Some of the conversations and interactions in the book are well handled and even a bit subtle, and Palmer clearly knows his way around an emergency room. The book's replete with very convincing medical jargon and so on. There are about two very memorable scenes: One being an autopsy of an apparently-dead-but-actually-living woman, which reminded me of one of my favourite movies, Short Night of the Glass Dolls, and is suitably harrowing; the other being the "voodoo curse" ceremony, which is creepy and atmospheric, if a bit cliché. There are even a couple of reasonably handled red herrings that keep you guessing a bit around the middle pages, but they, I'm afraid, ultimately feel wasted.

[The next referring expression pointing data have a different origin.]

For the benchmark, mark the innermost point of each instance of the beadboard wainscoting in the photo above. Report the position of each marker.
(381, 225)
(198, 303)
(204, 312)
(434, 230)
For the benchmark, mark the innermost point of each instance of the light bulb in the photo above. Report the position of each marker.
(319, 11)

Wasted, I must say, because the denouement of this story is absolutely terrible. Often I'm one to quip that the journey is more important than the destination, in literature, at least, but this kind of thriller really needs a satisfying climax to wrap everything up and make the reader feel that he's experienced something heart-pumpingly good. This, though...this is pathetic! The demise of what seems the most loathsome character in the entire story, the oily Dr. Barber, happens off-stage, for f*ck's sake! The "main baddie", who was apparently Najarian's best friend at the hospital, is ultimately thwarted by a booby-trap we learn about a second before it happens, and Najarian never seems to feel a damn thing. Worst though is the apparent "femme fatale" character, who turns out to be just a bad little girl and "too beautiful for her own good" (her father's own words!), gets a talking to from her daddy and just spills the beans, again, off-stage! The corrupt policeman shoots himself for no reason! Yes, I've just revealed the entire denouement, and the hilarious epilogue, which can foreshadow Laura and NEic's future domestic peril as she wants to live in Nowhere Desert, Utah, while he's perfectly happy to stay in Boston! I wish them years of intense marital pain!

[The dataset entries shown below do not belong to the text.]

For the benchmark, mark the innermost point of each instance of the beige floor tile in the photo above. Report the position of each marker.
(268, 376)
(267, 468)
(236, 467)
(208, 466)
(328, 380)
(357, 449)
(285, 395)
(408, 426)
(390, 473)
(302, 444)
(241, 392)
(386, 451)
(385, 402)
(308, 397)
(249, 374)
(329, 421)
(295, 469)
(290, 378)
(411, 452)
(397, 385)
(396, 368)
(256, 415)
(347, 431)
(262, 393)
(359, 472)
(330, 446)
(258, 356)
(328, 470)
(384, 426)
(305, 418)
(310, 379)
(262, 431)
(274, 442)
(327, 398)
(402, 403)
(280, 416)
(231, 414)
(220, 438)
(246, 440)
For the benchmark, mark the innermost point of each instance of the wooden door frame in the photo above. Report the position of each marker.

This book might have been something special if palmer had made more of an effort to get into the heads of its populace, especially the antagonists. It's very difficult to tell a convincing story on ethical grounds without examining the issues properly, and it might go a long way to understanding why a first-class biochemist might get so frustrated with the establishment that he'd readily mix with the lowest scum of society just to fund his work. We might have been able to see what made Anna/Rebecca tick, rather than have her feature in just a couple of scenes and then be told by her parent that she "got boys to do what she wanted by giving them favours". We might be able to excuse or even marvel at how Eric, and even the reader, built up a picture in the mind of Caduceus as a large, shadowy organisation with friends in high places, when really they were just a bunch of pathetic underhand schemers. We get none of that stuff. This is a depressingly empty-headed book.